鋭い金属音が空間のあちこちから響く。僅かに起こる砂埃が、目に見えぬ戦いの動きを後追いしている。
「……なっ……!」
転移してきたフィアードは月明かりの中、あちこちから聞こえる金属音に翻弄された。
デュルケスとティアナ。剣の達人同士が神族の力を使ってぶつかっているのだ。凡人の目で追える筈もない。
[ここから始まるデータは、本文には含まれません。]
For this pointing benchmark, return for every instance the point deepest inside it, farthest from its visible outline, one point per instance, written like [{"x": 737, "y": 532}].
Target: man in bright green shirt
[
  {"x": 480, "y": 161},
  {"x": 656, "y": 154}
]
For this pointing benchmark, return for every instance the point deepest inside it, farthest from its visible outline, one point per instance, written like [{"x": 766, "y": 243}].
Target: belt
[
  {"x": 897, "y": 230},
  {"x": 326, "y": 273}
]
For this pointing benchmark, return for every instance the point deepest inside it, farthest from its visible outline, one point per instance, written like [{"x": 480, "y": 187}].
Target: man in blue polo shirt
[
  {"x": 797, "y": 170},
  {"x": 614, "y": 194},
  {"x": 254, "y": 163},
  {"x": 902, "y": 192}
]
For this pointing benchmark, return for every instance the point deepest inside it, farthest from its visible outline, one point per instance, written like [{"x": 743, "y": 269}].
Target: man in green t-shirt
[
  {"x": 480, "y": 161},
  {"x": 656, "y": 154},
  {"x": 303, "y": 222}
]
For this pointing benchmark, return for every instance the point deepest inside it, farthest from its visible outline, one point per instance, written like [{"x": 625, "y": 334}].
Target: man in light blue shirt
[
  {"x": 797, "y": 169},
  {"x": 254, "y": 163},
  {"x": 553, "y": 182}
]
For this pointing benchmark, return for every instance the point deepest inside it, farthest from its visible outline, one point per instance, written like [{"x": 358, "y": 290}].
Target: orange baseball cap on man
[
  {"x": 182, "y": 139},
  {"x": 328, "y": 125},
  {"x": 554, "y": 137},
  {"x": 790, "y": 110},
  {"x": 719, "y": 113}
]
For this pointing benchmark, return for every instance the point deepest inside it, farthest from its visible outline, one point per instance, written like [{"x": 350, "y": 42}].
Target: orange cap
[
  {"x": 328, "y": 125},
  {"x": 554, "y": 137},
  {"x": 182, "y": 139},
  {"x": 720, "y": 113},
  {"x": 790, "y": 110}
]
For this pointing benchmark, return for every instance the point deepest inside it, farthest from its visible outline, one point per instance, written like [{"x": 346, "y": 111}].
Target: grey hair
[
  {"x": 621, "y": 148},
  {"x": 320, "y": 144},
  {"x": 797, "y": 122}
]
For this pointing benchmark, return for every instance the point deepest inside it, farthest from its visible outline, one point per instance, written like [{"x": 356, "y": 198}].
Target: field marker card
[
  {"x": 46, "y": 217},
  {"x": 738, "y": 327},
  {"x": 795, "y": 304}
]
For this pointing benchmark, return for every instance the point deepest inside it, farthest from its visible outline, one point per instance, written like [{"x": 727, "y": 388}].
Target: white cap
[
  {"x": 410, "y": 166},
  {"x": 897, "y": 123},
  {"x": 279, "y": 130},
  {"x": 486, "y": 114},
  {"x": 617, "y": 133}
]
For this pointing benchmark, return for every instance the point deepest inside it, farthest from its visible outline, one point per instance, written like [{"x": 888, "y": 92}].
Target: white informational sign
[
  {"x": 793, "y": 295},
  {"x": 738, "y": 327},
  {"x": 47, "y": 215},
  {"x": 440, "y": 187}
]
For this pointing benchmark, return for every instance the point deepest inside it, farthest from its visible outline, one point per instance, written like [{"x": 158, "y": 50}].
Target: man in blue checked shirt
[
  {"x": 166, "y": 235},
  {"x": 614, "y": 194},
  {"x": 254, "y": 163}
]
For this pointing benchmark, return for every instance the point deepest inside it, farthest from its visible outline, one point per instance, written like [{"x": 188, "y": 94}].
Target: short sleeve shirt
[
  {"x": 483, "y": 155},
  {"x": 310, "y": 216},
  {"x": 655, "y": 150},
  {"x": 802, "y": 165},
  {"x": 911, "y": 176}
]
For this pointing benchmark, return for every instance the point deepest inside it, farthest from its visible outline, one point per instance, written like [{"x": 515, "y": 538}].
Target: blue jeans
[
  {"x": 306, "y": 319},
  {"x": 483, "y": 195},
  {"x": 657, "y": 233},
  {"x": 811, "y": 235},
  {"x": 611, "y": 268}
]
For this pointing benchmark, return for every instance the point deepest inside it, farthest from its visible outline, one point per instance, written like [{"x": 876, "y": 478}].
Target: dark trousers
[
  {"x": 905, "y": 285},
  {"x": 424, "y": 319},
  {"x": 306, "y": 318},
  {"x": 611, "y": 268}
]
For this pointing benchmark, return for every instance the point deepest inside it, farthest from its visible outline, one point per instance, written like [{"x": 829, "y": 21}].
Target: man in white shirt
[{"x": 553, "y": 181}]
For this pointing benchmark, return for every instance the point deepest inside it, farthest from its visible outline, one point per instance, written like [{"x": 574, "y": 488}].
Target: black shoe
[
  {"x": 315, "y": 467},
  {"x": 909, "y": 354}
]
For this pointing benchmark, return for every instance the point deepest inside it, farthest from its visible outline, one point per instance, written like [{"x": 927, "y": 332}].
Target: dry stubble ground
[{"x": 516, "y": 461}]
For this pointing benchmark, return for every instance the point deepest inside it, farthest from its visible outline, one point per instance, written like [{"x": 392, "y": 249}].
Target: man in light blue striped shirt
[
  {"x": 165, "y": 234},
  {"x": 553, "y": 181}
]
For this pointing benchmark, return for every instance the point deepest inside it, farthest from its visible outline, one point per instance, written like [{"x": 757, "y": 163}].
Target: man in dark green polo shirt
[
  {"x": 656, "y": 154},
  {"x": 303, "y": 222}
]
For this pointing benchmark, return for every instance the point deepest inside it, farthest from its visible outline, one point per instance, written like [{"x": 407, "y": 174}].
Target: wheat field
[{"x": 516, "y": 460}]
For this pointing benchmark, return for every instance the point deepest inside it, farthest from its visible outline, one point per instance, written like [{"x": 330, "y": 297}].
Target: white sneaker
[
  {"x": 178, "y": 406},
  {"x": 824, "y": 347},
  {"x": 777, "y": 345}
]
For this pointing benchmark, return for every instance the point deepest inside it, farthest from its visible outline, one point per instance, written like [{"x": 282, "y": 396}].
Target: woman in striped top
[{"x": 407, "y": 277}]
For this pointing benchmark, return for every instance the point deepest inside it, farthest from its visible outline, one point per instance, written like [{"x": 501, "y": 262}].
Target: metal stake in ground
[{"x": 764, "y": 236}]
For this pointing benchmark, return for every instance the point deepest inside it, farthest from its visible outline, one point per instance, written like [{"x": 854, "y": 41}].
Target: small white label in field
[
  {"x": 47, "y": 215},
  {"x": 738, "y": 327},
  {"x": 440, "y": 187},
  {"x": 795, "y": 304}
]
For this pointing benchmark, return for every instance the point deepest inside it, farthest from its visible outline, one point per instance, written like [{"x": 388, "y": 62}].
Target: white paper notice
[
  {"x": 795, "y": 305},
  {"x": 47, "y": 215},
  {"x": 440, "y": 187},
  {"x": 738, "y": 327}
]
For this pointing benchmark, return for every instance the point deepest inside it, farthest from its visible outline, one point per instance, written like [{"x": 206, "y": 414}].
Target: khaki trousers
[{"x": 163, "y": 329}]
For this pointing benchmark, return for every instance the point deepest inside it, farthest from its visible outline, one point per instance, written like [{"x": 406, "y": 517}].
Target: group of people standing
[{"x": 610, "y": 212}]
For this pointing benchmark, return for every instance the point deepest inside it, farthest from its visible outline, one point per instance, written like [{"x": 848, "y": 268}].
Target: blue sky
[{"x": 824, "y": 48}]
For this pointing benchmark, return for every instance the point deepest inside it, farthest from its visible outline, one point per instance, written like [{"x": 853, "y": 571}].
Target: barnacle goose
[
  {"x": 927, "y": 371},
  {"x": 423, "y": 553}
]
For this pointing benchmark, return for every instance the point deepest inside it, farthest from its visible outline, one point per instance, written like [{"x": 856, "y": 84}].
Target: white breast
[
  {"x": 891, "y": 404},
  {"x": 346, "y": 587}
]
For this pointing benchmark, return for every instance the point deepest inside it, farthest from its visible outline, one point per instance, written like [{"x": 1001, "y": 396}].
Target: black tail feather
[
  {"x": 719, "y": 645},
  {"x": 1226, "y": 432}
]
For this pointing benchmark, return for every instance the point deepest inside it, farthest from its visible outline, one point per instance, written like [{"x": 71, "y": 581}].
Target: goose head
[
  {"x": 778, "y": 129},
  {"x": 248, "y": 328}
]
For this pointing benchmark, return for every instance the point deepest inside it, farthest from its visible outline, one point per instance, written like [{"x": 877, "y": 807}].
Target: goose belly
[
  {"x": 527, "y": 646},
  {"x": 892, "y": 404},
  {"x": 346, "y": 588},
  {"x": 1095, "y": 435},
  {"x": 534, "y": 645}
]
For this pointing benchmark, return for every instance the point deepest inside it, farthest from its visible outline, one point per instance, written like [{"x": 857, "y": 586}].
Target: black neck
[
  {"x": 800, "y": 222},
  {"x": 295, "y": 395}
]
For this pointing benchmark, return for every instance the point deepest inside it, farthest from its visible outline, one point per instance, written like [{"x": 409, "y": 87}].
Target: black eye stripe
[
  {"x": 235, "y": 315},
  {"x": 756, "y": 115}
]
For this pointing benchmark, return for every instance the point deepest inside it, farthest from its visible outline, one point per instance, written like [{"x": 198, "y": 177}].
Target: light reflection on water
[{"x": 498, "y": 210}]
ぐるりと周囲を見渡したフィアードは意外なものを見つけてゴクリと息を飲んだ。
「サーシャ!」
かつて暮らしたことのある広い草原にポツリと不自然に置かれた寝台の上、彼のよく知る女性が横たわっている。
「……あ……!」
寝台に駆け寄り、口元に僅かに笑みをたたえながら冷たくなっているその女性を見て、フィアードは込み上げてくるものを抑えることが出来なかった。
これで何度目だ! 何度彼女を死なせればいいのだ!
非道な手段で蘇生した彼女が何事もなかったかのように生き長らえるのは厳しい事だとは思っていた。だが、こうして目の当たりにして耐えられる程、自分は冷酷ではない。
そっと手を胸の上で組ませ、出来る限りの浄化を行った。そもそも、漆黒の力のない自分には蘇生は不可能……。そして、彼女は命の終焉を願っていた。
「サーシャ……。また……会おう。今度はきっと幸せになってくれ……」
言霊に乗せて、サーシャの魂に想いを届ける。彼女の次の人生が幸せなものとなり、それを知る事が出来ることを切に願う。
キィン、ガッ、ザシュリ!
穏やかではない音と共に、パッと赤い飛沫が飛んだ。
「ティアナ!」
どちらのものか分からない血の匂いにハッとしてフィアードは顔を上げる。
ポタポタと地面に赤い斑点が落ち、それまで不可視だった二人の動きが徐々に緩慢になって、人影が浮かび上がる。
そして、一人の侵入者を認めた二つの人影は動きを止め、仕切り直し、と言わんばかりに向き直った。
彼の視線の先には、頬を一文字に切られた汗びっしょりのティアナが肩で息をしていた。その向こうには顔の左半分を真っ黒に染めて息も絶え絶えに剣を引きずる男の姿がある。
三人の薄緑色の髪が夜風に吹かれ、月の光に照らされる。
デュルケスが負けを意識して顔を歪めた瞬間、月の光が遮られ、大きな影が落ちた。
「……っ!」
思わず空を見上げたティアナはそこに現れた大きな影に言葉を失った。
「……ドラゴン……!」
『……なんだ。随分と苦戦しているようだな……。手を貸してやろうか? 恩人よ……』
その声ならぬ声を聞いて、デュルケスの顔が昏く笑った。